Il s'entend que l'enjeu principal porte sur le prédicat, prédicat qui a pour propriété de se sectionner comme le développe François Récanati dans son premier exposé[6]. Exposé qu'il termine en disant que pour la logique de Port Royal, « l'être est imprédicable », mais le dire imprédicable, c'est déjà le prédiquer. Cet être qui n'est pas sans rapport avec Dieu ni avec la jouissance féminine, puisque Lacan avance cette chose inouïe que la jouissance féminine serait une face de Dieu, est-il possible de le prédiquer ? C'est là l'une des questions importantes soulevée par ce séminaire qui substitue au corps comme substance de la pensée la jouissance féminine, la jouissance qu'il ne faudrait pas.

S'il y a un possible à cette prédication de la jouissance, c'est du côté du « " x F x » qu'il est à chercher, puisque cette supposition qu'il y en a un qui a réussi à prédiquer l'être l'autorise à aller prédiquer le monde. C'est avec ce savoir-là que les hommes « âment », ils « âment » des objets, des semblables, ou une femme. Et c'est dans ce dernier cas qu'ils ont les meilleures chances de se rendre compte que ce possible « cesse, de s'écrire ». Autrement dit ça rate la prédication de la jouissance qu'il ne faudrait pas. Cette rencontre rate mais pas sans qu'il se produise une écriture de l'autre côté, là où ça suppose « ça ne cesse pas de ne pas s'écrire ». « La femme ne peut aimer en l'homme que la façon dont il fait face au savoir dont il âme »[7], et c'est de là qu'elle va avoir un inconscient, c'est-à-dire un savoir y faire avec lalangue. C'est dans cette rencontre même ratée qu'une femme peut se mettre au service de la prédication qui est le service du Un. C'est à ce moment que ça cesse de ne pas s'écrire. Mais cette écriture-là ne pourra jamais dire le tout de la jouissance qui est infinie.

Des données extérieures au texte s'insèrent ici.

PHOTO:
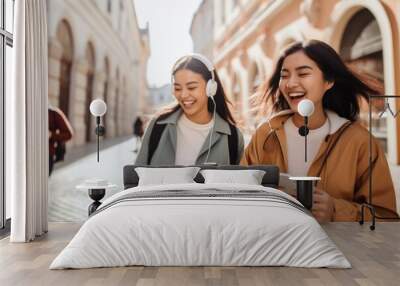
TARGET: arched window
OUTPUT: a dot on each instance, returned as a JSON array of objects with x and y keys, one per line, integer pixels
[{"x": 361, "y": 48}]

Si nous reprenons cette proposition : « l'être est imprédicable », nous pouvons noter qu'elle est un premier prédicat comme le fait remarquer François Récanati. Ce qui rend cette proposition « l'être est imprédicable » fausse. Mais si elle est fausse, l'être est bien imprédicable, et donc on peut l'écrire, mais la proposition sera à nouveau fausse, cela à l'infini. Ainsi cette même proposition, « l'être est imprédicable » vient falsifier le « ne cesse pas de s'écrire » et contrarier le « ne cesse pas de ne pas s'écrire ».

Pour nous sortir de cette guerre chronique de ces passionnés de l'être que mènent les partisans du nécessaire et les partisans de l'impossible, les impérialistes contre les nihilistes par exemple, nous ne pouvons pas faire l'économie d'une prise en compte du ratage, dont il sort dans les meilleurs cas un savoir. Lequel ratage est à rechercher dans l'exercice de la parole, dont nous jouissons le plus souvent sans rien en savoir, parole entre un maître et un élève, un parent et un enfant, un homme et une femme, dont le ratage produit une écriture dont la lecture n'est possible que si on lâche les écritures antérieures, après s'en être servi.

Jamais l'homme n'a eu affaire à autant d'écritures, pour son bien-être, écritures religieuses, scientifiques, législatives, comptables..., et pourtant il sait toujours si peu y faire avec la lalangue.


[1] exposé au  séminaire de l'A.L.I. : Étude du séminaire XX de Jacques Lacan, Encore, Deuxième tour, à Paris du 26 au 29 août 2010

[2] Jacques Lacan, Encore, Leçon du 13 février 1973

[3] Jacques Lacan, Encore, Leçon du 13 mars 1973

[4] GINTZ Christine : Division, clivage, pas-toute, exposé au  séminaire de l'A.L.I. : Étude du séminaire XX de Jacques Lacan, Encore, Deuxième tour , à Paris du 26 au 29 août 2010.

[5] MAGOUDI Ali, Quand l'homme civilise le temps( Essai sur la sujétion temporelle), Editions de la découverte, Paris, 2001.

[6] Jacques LACAN, séminaire ENCORE, leçon du 12 décembre 1972.

[7] Jacques LACAN, séminaire ENCORE, leçon du 13 mars 1973.